L'Italien Damiano Cunego s'était révélé en 2004 en devenant le dernier numéro un mondial de l'Histoire du classement UCI grâce à ses victoires dans le Giro, le Tour de Lombardie et le Tour du Trentin, tout ça à 23 ans seulement. On attend beaucoup du jeune prodige Italien, à qui les observateurs ont promis un brillant avenir dans le cyclisme. Malheureusement, les années se suivent mais ne se ressemblent pas. Damiano Cunego a prévu de faire ses débuts dans le Tour de France mais doit auparavant défendre son titre sur le Giro. 3ème du Tour de Murcie, 9ème du Tour du Pays-Basque et de Liège-Bastogne-Liège, 2ème du Tour de Romandie, la préparation est bonne. Toutefois, l'échec le guette lors de la première grande étape de montagne du Giro. A Zolto Alto, Damiano Cunego craque et se présente au sommet avec un retard de 6'02" sur Savoldelli et Basso. "Ces derniers jours j'ai été surchargé par beaucoup de pression, expliquera Cunego à l'arrivée. Maintenant, je me suis libéré d'un gros poids et je vais poursuivre la course sans pression." Mais on ne reverra plus Cunego devant. Le jeune coureur finira 18ème du Giro avant d'apprendre en juin qu'il souffre d'une mononucléose. Ses débuts sur le Tour sont remis à 2006. Sa saison 2005 n'aura pas été un total échec puisqu'il la terminera par des places d'honneur en Italie et par une victoire sur la Japan Cup.

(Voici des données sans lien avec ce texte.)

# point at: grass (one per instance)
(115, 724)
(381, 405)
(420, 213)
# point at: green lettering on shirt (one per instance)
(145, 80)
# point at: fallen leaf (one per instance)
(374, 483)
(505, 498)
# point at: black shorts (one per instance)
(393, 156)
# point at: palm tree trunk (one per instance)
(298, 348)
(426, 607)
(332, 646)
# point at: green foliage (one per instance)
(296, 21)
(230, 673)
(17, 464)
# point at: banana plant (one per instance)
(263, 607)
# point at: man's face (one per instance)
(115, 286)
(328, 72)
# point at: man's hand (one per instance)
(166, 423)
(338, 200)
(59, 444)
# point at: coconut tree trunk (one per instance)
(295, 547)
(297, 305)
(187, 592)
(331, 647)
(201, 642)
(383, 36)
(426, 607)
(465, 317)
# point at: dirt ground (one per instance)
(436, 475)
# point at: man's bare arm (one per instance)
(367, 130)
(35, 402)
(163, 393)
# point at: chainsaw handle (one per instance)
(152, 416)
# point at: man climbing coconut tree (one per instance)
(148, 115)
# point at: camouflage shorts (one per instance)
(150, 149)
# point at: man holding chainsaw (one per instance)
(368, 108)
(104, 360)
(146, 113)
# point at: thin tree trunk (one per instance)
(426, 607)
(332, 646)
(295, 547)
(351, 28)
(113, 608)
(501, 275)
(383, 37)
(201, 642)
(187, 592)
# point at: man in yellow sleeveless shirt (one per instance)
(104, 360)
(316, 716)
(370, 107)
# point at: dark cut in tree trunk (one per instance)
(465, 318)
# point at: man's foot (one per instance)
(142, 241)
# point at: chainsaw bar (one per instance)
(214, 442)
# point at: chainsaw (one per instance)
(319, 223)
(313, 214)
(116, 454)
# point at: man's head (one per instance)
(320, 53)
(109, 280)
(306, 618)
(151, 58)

De Angeli ravive le spectre de l'EPO

Sept ans après l'affaire Festina, l'EPO est bel et bien toujours d'actualité. L'Italien Luca De Angeli (Colombia-Sellle Italia) nous le rappelle à ses dépens en se faisant pincer pour contrôle positif à l'EPO sur les routes de la Semaine Internationale, fin mars en Italie. L'information n'est dévoilée publiquement qu'à l'occasion du Tour d'Italie, auquel De Angeli ne participe pas. Agé de 29 ans, l'Italien a effectué deux années dans les rangs de la Mercatone Uno avant de rejoindre la Colombia-Selle Italia en 2003, une équipe pour laquelle il court à nouveau en 2005 après une saison infructueuse à la Fassa Bortolo. Vainqueur de deux étapes du Tour du Sénégal en 2003, le coureur Toscan s'expose dès lors à une procédure pour dopage. Son manager Gianni Savio ne transige pas avec le règlement et licencie sur le champ Luce De Angeli, qui ignorait sans doute que le dopage fait plus perdre qu'il ne fait gagner, et qu'on ne reverra pas de sitôt chez les professionnels.

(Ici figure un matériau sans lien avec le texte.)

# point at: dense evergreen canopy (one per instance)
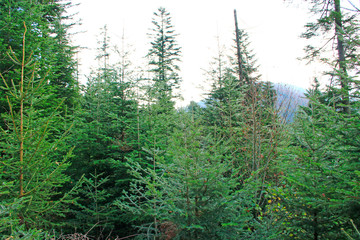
(115, 159)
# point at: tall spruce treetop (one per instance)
(337, 24)
(164, 55)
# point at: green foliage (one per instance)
(187, 195)
(31, 169)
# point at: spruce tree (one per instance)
(32, 169)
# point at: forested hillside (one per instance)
(115, 159)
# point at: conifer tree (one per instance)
(164, 55)
(191, 197)
(32, 170)
(49, 43)
(104, 135)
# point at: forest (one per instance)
(115, 159)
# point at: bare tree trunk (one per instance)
(238, 51)
(341, 58)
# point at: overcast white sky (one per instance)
(274, 27)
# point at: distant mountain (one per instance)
(289, 98)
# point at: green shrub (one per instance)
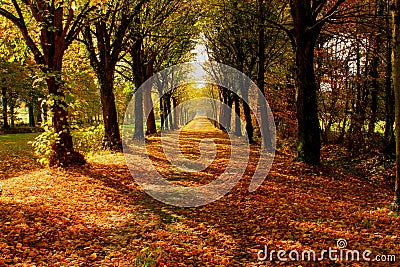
(43, 144)
(89, 139)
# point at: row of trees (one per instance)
(335, 55)
(327, 62)
(133, 37)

Une seule wild-card pour le Tour de France

Avec la mise en place de l'UCI ProTour, les règles de participation aux grands événements ont changé. Le Tour de France, comme le Giro et la Vuelta, doivent obligatoirement accueillir les vingt équipes de l'UCI ProTour, et disposent de deux wild-cards qu'ils peuvent distribuer aux équipes professionnelles continentales de leur choix. Le Giro a choisi Colombia-Selle Italia et Panaria-Navigare, la Vuelta optera pour Comunidad Valenciana et Relax-Fuenlabrada. Mais le Tour de France refuse d'attribuer ses deux cartons d'invitation. Dès la cérémonie de présentation de son épreuve, fin novembre 2004, la Grande Boucle a annoncé qu'elle invitait quoiqu'il arrive la formation Ag2r Prévoyance. Le suspense demeure autour de la dernière wild-card. Les organisateurs observent du coin de l'oeil les performances des équipes non admises dans le ProTour mais décident finalement de ne pas délivrer ce dernier billet. L'équipe Agritubel en est la grande victime. En effet, la formation a vivement animé les courses auxquelles elle avait accès depuis le début de la saison et espérait obtenir en récompense un laisser-passer pour le Tour. Il n'en sera rien. Vingt-et-une formations, soit 189 coureurs, prendront le départ de l'épreuve en Vendée début juillet.